Quando sentì avvicinarsi la fine, Paracelso si raccomandò che nel corso delle esequie fossero cantati tre salmi (1, 7, 30). Si
trattò di una scelta profondamente meditata, dal momento che in essi ritroviamo l’indelebile riflesso del suo intimo
atteggiamento spirituale, ma anche l’ennesimo riproporsi di quei discordanti motivi che delineano la sua complessa figura. Al
sentimento di assoluta superiorità individuale e senso di orgoglioso distacco si accompagna una radicata avversione per i
nemici e contemporaneamente un forte anelito verso un sogno di purezza e annullamento di sé. Superiorità come quella di chi
“non si è fermato sulla via dei peccatori” e che porge intrepido la propria sfida al tempo “come un albero piantato presso
ruscelli di acqua”. Le durezze di Paracelso sono quelle dell’uomo che odia apertamente nemici e calunniatori. “Levati,
Signore, nella tua ira: innalzati contro i furori dei miei nemici… Ecco, il mio nemico partorisce iniquità; egli ha concepito
affanno e partorirà inganno. Egli ha scavato una fossa e l’ha affondata; ma egli stesso è caduto nella fossa che ha creato…”

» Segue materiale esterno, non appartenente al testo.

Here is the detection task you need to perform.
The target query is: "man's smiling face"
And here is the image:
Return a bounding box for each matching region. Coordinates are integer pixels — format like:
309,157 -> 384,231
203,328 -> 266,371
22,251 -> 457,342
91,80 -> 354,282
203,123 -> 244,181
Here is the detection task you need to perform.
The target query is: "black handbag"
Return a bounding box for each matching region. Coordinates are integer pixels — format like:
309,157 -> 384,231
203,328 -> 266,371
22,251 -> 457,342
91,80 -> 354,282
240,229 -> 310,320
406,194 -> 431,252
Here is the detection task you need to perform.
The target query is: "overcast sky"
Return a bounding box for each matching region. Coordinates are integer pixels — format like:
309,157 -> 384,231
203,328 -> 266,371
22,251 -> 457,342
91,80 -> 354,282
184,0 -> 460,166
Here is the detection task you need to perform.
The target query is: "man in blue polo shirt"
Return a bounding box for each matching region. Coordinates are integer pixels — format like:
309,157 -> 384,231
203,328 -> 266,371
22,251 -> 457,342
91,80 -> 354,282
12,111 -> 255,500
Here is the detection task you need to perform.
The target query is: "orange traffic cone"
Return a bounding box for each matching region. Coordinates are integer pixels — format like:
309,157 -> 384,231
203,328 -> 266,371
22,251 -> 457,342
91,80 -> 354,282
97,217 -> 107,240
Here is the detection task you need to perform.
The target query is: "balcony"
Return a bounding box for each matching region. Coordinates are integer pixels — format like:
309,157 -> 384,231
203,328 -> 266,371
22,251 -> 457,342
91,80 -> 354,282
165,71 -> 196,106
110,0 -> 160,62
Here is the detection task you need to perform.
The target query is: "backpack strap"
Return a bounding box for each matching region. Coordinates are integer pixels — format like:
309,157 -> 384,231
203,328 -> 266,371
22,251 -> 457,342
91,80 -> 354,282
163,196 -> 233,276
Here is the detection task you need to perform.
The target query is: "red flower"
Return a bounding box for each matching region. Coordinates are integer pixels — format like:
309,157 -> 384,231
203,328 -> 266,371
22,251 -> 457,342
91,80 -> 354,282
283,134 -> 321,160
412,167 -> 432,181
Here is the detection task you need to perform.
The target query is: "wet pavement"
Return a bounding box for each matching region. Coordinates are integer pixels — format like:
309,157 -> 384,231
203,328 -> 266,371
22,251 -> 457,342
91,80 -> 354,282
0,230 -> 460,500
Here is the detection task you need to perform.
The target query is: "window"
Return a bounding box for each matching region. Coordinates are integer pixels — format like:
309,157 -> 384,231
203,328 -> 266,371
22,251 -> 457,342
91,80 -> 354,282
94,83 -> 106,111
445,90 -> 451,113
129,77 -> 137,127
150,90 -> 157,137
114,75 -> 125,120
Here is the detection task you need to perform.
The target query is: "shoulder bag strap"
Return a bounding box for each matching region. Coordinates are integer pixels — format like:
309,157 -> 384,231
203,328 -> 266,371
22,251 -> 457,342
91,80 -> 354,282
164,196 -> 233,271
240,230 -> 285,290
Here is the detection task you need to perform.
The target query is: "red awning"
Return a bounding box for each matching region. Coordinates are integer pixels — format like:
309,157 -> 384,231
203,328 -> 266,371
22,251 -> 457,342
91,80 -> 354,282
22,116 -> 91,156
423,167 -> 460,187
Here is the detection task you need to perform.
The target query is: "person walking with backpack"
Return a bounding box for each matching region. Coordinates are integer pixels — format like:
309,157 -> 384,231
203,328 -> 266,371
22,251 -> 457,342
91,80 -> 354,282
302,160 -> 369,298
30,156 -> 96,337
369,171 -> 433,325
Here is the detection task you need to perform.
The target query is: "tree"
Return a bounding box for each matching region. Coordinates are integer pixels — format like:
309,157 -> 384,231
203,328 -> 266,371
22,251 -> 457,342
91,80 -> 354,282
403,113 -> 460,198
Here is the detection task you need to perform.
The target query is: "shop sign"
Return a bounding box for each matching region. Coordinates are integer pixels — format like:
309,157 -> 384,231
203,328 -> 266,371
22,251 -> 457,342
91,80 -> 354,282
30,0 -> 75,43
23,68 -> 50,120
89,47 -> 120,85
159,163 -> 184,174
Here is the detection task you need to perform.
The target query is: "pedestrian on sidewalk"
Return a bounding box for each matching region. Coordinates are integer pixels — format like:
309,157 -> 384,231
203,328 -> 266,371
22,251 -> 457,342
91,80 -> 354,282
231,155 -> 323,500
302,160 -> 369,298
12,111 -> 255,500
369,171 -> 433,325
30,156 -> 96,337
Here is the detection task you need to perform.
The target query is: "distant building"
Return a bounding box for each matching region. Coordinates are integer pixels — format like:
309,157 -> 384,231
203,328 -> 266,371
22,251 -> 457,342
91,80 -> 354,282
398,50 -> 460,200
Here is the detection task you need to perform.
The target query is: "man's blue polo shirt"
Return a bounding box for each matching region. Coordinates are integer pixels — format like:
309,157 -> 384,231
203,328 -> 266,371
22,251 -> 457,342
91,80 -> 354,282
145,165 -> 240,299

Nonostante tutto, rifulge in Paracelso la più autentica aspirazione dell’uomo giusto che ha fiducia in Dio per ritrovare la
felicità eterna. “Ascolta, Signore, ed abbi pietà di me…Tu hai mutato il mio lutto in festa. Tu hai sciolto il mio cilicio e mi hai
cinto di gioia”.
In un mondo che, con il profilarsi della rivoluzione copernicana, pare destinato a sbriciolarsi, il medico svizzero prova a
mantenerne unite le parti per far sì che i cocci del cosmo non si disperdano ovunque. Con Cartesio quel mondo saprà
ricomporsi, disponendosi per moto e figura. L’unico moto che Paracelso ha saputo riconoscere ed accettare è quello
dell’universale animazione di tutte le cose, la figura cui assegnare cittadinanza nella repubblica paracelsiana delle scienze
quella rappresentata dal pentalfa pitagorico e dal cerchio alchimistico. Tra la medicina magica di Paracelso ed i successivi
sviluppi della chimica e iatrochimica vivono realmente quella nozione di salto e quel criterio di incommensurabilità che Kuhn
ha eletto a suoi paradigmi. L’uomo di Paracelso, creato perché libero di creare, si presenta come vindice e custode, dai tratti
insieme angelici e bestiali, dell’unitarietà dell’Uno-Tutto. Al futuro egli lascia aperto e lecitamente percorribile solo un piccolo
spiraglio. E la grandezza di un consapevole auto-isolamento.